Real life logical rule is not always satisfiable in nature due to the redundant variable that represents the logical formulation. Thus, the intelligence system must be optimally governed to ensure the system can behave according to non-satisfiable structure that finds practical applications particularly in knowledge discovery tasks. In this paper, we a propose non-satisfiability logical rule that combines two sub-logical rules, namely Maximum 2 Satisfiability and Random 2 Satisfiability, that play a vital role in creating explainable artificial intelligence. Interestingly, the combination will result in the negative logical outcome where the cost function of the proposed logic is always more than zero. The proposed logical rule is implemented into Discrete Hopfield Neural Network by computing the cost function associated with each variable in Random 2 Satisfiability.
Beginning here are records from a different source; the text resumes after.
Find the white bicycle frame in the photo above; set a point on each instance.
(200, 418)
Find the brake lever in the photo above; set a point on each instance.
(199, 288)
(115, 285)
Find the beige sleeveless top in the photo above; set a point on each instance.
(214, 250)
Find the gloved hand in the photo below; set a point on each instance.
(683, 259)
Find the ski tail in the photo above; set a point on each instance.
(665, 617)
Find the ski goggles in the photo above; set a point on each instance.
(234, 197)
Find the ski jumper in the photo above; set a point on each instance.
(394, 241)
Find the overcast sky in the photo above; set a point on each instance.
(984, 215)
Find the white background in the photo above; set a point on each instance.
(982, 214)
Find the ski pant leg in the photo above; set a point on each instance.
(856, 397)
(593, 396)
Since the proposed logical rule is difficult to be optimized during training phase of DHNN, Election Algorithm is implemented to find consistent interpretation that minimizes the cost function of the proposed logical rule. Election Algorithm has become the most popular optimization metaheuristic technique for resolving constraint optimization problems. The fundamental concepts of Election Algorithm are taken from socio-political phenomena which use new and efficient processes to produce the best outcome. The behavior of Random Maximum 2 Satisfiability in Discrete Hopfield Neural Network is investigated based on several performance metrics. The performance is compared between existing conventional methods with Genetic Algorithm and Election Algorithm. The results demonstrate that the proposed Random Maximum 2 Satisfiability can become the symbolic instruction in Discrete Hopfield Neural Network where Election Algorithm has performed as an effective training process of Discrete Hopfield Neural Network compared to Genetic Algorithm and Exhaustive Search.

Suggested Citation

  • Vikneswari Someetheram & Muhammad Fadhil Marsani & Mohd Shareduwan Mohd Kasihmuddin & Nur Ezlin Zamri & Siti Syatirah Muhammad Sidik & Siti Zulaikha Mohd Jamaludin & Mohd. Asyraf Mansor, 2022. "Random Maximum 2 Satisfiability Logic in Discrete Hopfield Neural Network Incorporating Improved Election Algorithm," Mathematics, MDPI, vol. 10(24), pages 1-29, December.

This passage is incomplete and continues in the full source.